Economic interests brought industrial and construction activities into the city’s historical core. From a contemporary point of view, this involved a wanton and brutal action. The construction of the monotonous, dull and grey structures of high-capacity housing estates and the extensive and unilaterally oriented development of the city commenced from the 1960s onwards.
The territories which are predominantly focussed on some fundamental types of functions and activities or any combination thereof (for example, for housing, manufacturing and recreation) are called functional zones.
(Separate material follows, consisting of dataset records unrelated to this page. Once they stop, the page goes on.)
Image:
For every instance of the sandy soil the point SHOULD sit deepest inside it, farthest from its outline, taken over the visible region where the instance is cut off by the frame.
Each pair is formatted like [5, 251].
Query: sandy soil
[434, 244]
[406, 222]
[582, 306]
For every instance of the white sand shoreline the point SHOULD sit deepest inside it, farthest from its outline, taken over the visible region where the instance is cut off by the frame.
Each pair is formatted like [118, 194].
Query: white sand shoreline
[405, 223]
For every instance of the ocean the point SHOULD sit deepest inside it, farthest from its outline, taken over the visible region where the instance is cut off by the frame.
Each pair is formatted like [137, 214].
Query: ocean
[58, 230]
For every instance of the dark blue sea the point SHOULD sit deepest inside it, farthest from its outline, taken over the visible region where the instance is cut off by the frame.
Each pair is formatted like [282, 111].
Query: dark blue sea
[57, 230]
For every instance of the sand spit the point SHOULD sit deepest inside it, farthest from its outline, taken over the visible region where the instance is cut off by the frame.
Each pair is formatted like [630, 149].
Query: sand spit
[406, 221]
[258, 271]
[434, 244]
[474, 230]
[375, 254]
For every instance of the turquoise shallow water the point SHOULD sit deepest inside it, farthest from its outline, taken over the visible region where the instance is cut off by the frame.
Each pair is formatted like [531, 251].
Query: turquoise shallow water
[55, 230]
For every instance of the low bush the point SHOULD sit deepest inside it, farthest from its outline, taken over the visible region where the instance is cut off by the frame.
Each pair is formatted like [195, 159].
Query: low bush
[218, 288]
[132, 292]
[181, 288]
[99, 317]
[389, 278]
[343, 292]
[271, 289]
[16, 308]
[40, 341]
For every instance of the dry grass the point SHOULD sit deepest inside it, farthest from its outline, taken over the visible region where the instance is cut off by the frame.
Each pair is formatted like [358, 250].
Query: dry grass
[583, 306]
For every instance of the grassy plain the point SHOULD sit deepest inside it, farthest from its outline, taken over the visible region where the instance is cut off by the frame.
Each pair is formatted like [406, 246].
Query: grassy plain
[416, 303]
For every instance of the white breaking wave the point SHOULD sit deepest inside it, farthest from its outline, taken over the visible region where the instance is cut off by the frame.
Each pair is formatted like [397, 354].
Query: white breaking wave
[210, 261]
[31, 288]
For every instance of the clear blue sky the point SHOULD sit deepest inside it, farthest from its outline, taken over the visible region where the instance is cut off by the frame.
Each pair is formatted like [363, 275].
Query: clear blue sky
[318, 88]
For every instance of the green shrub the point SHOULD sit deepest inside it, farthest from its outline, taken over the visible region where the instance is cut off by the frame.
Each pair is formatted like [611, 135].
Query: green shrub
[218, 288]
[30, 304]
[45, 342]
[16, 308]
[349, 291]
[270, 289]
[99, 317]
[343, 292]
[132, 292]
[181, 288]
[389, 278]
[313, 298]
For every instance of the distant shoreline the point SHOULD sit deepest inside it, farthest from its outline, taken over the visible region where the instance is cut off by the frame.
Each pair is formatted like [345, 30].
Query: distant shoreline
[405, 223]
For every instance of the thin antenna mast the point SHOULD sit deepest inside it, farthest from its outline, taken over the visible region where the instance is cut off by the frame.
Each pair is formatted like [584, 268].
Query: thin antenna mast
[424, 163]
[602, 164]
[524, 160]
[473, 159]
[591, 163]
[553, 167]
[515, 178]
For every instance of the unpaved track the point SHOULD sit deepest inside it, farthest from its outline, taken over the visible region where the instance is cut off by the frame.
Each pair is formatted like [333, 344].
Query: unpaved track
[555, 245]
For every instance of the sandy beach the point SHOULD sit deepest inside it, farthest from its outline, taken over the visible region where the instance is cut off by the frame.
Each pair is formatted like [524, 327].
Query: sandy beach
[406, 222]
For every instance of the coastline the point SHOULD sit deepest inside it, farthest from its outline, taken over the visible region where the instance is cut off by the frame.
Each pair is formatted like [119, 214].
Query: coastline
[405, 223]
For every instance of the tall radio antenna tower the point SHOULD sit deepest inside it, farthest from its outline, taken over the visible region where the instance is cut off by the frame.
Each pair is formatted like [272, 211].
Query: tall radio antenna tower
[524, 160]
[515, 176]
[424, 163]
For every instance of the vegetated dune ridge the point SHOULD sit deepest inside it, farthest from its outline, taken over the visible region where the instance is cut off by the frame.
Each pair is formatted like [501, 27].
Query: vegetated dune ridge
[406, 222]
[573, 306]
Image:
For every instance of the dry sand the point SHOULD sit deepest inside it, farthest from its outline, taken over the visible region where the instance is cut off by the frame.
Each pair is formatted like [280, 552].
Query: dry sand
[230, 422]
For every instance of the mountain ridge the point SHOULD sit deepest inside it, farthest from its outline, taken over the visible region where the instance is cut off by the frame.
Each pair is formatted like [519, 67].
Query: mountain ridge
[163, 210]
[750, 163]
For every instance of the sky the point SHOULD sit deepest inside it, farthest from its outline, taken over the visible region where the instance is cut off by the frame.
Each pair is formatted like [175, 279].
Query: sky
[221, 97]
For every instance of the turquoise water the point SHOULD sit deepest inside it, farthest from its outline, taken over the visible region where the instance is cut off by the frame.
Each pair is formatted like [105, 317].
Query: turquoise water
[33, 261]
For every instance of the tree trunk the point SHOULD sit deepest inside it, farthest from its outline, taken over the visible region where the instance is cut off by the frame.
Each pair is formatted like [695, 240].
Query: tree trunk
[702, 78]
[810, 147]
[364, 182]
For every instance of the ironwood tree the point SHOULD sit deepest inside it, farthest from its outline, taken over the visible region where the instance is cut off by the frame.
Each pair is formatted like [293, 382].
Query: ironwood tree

This involves the following areas:
- The historical core – this includes the zone in the middle of the former fortifications
- The mixed central zone – this consists of the city centre and its precincts with an accumulation of housing and services
- The mixed residential zone – this unites a universal territory for housing and business (for example the middle of Klíše)
- The purely residential zone - this is exclusively residential by nature (for example, the Dobětín or Severní Terasa housing estates)
- The manufacturing and business zone – this predominantly includes areas for manufacturing activities (for example, Předlice)
- The recreation and leisure time zone – sports, recreation and cultural facilities are concentrated there
- Forests and high greenery – this involves a territory of a natural character (the outer areas of the city in the Elbe valley)
- The rural zone – this predominantly represents an area of a natural character with a partial residential function.
The city has undergone relatively significant administrative changes throughout its development.
Klíše and Malé Březno were added to its historical core in 1900. The first significant integration of the settlements in the environs of the city occurred in 1939. So called “Greater Ústí” was established at that time. Bukov, industrial Předlice (over 5000 inhabitants) and Trmice were added. The city was also expanded to include the right-hand part of the bank of the Elbe - Střekov (with 10 thousand inhabitants).
Other settlements were gradually added from 1976, namely Stříbrníky and Dobětice, where there was intensive residential construction. A further large wave of integration took place in 1980. Brná, Církvice, Sebuzín and Svádov on the right-hand side of the Elbe became part of the city, as did Vaňov, Koštov, Hostomice and Habrovice. The towns of Neštěmice (a town since 1970) and Chabařovice (a town since 1532) were added to the city in 1986. Chlumec was also added. Ústí nad Labem had achieved its greatest territorial extent and had the most inhabitants in its history (105,000 inhabitants).
This was subsequently followed by the city’s partial disintegration. By 1993, Chlumec, Chabařovice, Ryjice and even Trmice (which acquired the status of a town in 1996) had become independent.